Understanding the performance of SAP HANA
We noticed that SAP HANA is very fast, but how exactly are these performance measures achieved? In this section we'll take a look at some of the characteristics that make up a SAP HANA server and just how the performance that we have just seen is achieved.
Massively parallel execution
The first thing that SAP HANA does to speed up SQL queries is to break them down into manageable chunks. For the dataset we used in the previous examples, there were 140 million lines. The server that the SAP HANA
database was running on in the previous example had 12 processors, so to speed up the queries, SAP HANA split the data into 12 chunks (of just under 12 million lines each) and ran the 12 queries all at the same time. Once the results from each subquery came in, SAP HANA then combined the results to provide the overall result.
The advantages of working in this way are immediate: today's computers, especially servers, have several CPUs, each of which has many CPU cores. By putting as many cores to work as possible, SAP HANA maximizes the power which the server can provide to every incoming query.

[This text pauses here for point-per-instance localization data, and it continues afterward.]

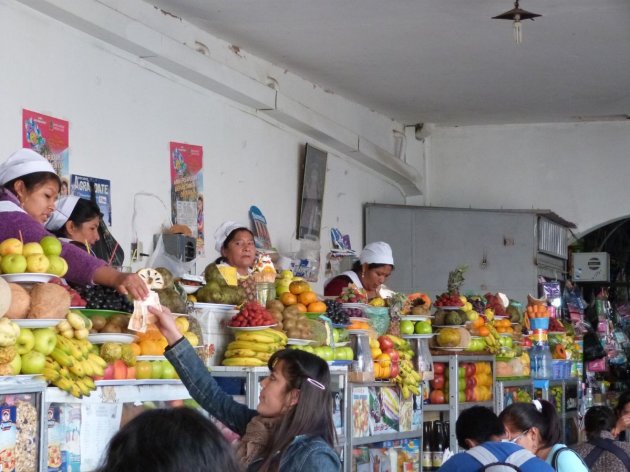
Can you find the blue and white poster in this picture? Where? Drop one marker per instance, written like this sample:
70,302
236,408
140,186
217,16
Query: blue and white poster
83,186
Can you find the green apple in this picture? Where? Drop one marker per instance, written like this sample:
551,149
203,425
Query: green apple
16,365
37,263
11,246
51,245
13,264
423,327
168,371
45,340
406,327
25,341
33,362
32,248
58,265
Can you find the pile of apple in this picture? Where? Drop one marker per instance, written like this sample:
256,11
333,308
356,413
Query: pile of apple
32,257
415,327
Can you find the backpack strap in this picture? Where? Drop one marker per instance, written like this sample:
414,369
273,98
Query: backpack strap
482,455
518,458
604,444
554,458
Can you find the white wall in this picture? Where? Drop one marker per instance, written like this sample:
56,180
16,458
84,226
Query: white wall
123,113
579,170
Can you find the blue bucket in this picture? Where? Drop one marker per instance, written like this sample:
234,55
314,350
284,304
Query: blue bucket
539,323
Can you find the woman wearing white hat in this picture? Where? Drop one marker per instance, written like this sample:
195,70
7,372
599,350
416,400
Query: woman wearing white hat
375,264
235,244
29,188
76,220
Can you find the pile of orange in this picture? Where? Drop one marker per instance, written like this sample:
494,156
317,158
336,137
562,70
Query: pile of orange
303,297
503,326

Most traditional databases claim to work in a similar manner—they run a handful of processes, and so are able to serve several queries at the same time. But there's a critical difference to this: nobody gets the full power of the server. In our example, the only time the server would be fully used is when 12 queries arrive all at the same time (and when a query only takes 800 milliseconds to serve in HANA, this would be relatively rare).

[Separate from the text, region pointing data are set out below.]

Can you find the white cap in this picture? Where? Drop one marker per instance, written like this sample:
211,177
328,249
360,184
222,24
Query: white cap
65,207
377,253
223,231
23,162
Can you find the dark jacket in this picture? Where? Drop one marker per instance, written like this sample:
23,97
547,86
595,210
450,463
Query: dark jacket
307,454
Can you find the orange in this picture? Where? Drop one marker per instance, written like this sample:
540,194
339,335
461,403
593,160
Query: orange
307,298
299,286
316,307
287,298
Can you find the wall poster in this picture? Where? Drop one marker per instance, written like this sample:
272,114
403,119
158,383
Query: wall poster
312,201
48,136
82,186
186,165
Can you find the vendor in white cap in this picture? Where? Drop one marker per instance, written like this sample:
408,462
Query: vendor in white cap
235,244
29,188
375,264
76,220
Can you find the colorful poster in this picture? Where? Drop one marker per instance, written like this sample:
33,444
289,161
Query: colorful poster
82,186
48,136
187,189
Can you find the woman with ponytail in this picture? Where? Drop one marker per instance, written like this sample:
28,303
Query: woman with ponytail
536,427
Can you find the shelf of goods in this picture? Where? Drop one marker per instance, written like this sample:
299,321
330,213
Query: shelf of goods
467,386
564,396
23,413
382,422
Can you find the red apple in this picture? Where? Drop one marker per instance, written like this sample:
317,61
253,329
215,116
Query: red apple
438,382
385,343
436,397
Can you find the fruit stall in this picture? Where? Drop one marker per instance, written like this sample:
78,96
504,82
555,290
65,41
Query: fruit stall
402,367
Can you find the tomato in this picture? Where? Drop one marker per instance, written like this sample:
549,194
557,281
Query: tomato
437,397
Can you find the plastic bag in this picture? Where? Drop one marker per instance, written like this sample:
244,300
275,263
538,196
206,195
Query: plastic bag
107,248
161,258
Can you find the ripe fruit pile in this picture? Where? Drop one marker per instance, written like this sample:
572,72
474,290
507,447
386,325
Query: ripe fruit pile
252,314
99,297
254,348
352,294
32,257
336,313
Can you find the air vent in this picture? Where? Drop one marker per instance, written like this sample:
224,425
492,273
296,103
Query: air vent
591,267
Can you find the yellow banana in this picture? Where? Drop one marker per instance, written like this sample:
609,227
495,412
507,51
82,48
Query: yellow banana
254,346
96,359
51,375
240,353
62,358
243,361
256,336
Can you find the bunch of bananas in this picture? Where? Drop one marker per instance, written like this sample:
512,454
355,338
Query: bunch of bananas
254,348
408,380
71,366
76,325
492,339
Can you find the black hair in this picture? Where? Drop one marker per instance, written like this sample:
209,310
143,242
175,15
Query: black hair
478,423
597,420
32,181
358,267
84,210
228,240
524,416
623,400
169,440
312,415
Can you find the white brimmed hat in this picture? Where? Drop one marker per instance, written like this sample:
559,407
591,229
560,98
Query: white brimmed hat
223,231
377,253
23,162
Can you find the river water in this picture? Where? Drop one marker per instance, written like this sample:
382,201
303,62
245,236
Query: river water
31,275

If we imagine a server as an image, it might look like the following image for a query on a legacy database:
We can see that the server runs the query on one of the CPU cores, and the other 11 sit idle waiting for work.
The same query running on SAP HANA might be shown something like this:
The query is running on all 12 CPU cores, making the most possible use of the server's power—and returning results around 12 times faster.

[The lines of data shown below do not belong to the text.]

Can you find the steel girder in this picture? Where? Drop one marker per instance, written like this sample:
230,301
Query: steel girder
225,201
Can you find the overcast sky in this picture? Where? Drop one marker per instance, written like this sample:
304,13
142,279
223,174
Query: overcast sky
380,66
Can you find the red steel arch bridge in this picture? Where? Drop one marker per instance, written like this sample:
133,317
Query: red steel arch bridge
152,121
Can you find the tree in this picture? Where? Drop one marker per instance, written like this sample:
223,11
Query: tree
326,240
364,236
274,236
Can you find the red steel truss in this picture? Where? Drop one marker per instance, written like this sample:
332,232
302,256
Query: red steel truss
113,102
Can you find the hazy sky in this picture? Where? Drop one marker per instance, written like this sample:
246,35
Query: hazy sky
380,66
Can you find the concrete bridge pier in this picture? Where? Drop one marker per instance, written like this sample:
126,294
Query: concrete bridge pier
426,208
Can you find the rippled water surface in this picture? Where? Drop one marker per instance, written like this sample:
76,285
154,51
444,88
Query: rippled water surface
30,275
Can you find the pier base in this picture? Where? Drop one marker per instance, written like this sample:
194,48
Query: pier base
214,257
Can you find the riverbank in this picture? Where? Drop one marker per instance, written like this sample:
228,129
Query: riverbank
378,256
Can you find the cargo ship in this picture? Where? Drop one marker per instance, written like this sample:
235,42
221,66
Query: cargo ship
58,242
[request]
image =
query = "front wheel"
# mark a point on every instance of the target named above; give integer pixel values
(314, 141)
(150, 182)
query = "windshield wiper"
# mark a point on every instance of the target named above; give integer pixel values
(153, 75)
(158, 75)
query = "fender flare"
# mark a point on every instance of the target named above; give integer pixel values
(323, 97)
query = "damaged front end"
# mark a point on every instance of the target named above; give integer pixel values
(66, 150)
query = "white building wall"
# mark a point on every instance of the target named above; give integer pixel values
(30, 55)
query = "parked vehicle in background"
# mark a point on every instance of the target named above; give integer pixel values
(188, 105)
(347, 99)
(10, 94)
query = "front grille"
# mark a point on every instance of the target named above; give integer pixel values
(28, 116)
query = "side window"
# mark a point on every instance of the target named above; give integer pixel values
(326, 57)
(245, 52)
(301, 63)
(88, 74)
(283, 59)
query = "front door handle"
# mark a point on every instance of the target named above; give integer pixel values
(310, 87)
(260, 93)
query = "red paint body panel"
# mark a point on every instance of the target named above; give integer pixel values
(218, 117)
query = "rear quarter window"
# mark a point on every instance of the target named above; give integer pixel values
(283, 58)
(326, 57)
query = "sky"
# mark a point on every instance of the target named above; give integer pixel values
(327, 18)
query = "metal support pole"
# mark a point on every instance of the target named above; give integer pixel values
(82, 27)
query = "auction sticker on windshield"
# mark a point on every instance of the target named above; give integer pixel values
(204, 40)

If the only innovation were parallel execution of queries, then on our example server shown here, SAP HANA would be faster 11 times out of every 12 queries received if all queries were received at exactly the same time. In all other scenarios, SAP HANA would systematically return query results faster than the legacy database.
Of course, parallel execution isn't the only trick up SAP HANA's sleeve, there's also….
Column-oriented table storage
In any given database, no matter how sophisticated, simple, fast, or slow it is, when it is boiled down, you end up with files of information on the computer's hard disk. The speed at which the database program can get at, interpret, and generally unravel these files impacts the database's perceived speed directly.
Let's picture a table in a database system. This table is a simplified (just for comprehension's sake) version of the table used in the previous section, concerning the US flight records.
Date |
DayOfWeek |
Origin |
Destination |
FlightTime |
DepDelay |
ArrDelay |
---|---|---|---|---|---|---|
19880101 |
5 |
LAX |
JFK |
305 |
10 |
15 |
19880102 |
6 |
LAX |
JFK |
301 |
3 |
4 |
19880103 |
7 |
LAX |
JFK |
311 |
-4 |
7 |
19880104 |
1 |
LAX |
JFK |
282 |
37 |
15 |
19880105 |
2 |
LAX |
JFK |
300 |
0 |
0 |
19880106 |
3 |
LAX |
JFK |
294 |
4 |
-2 |
19880107 |
4 |
LAX |
JFK |
284 |
16 |
0 |
In just about every database system used today (with some exceptions, mostly research projects at universities and a couple of relatively small open-source projects), data is stored in the files basically as you would expect, and might look something like this on disk:
198801015LAXJFK3051015198801026LAXJFK30134198801037LAXJFK311-47198801041LAXJFK2823715198801052LAXJFK30000198801063LAXJFK2944-2198801074LAXJFK284160
The fields have been laid out in the file as they appear in the table, starting with the first row, first field, then second field, and so on to the end of the first row. The operation is then repeated for the other rows in the table. While this is fairly unreadable to us, to a computer program, interpreting this file structure is no trouble at all.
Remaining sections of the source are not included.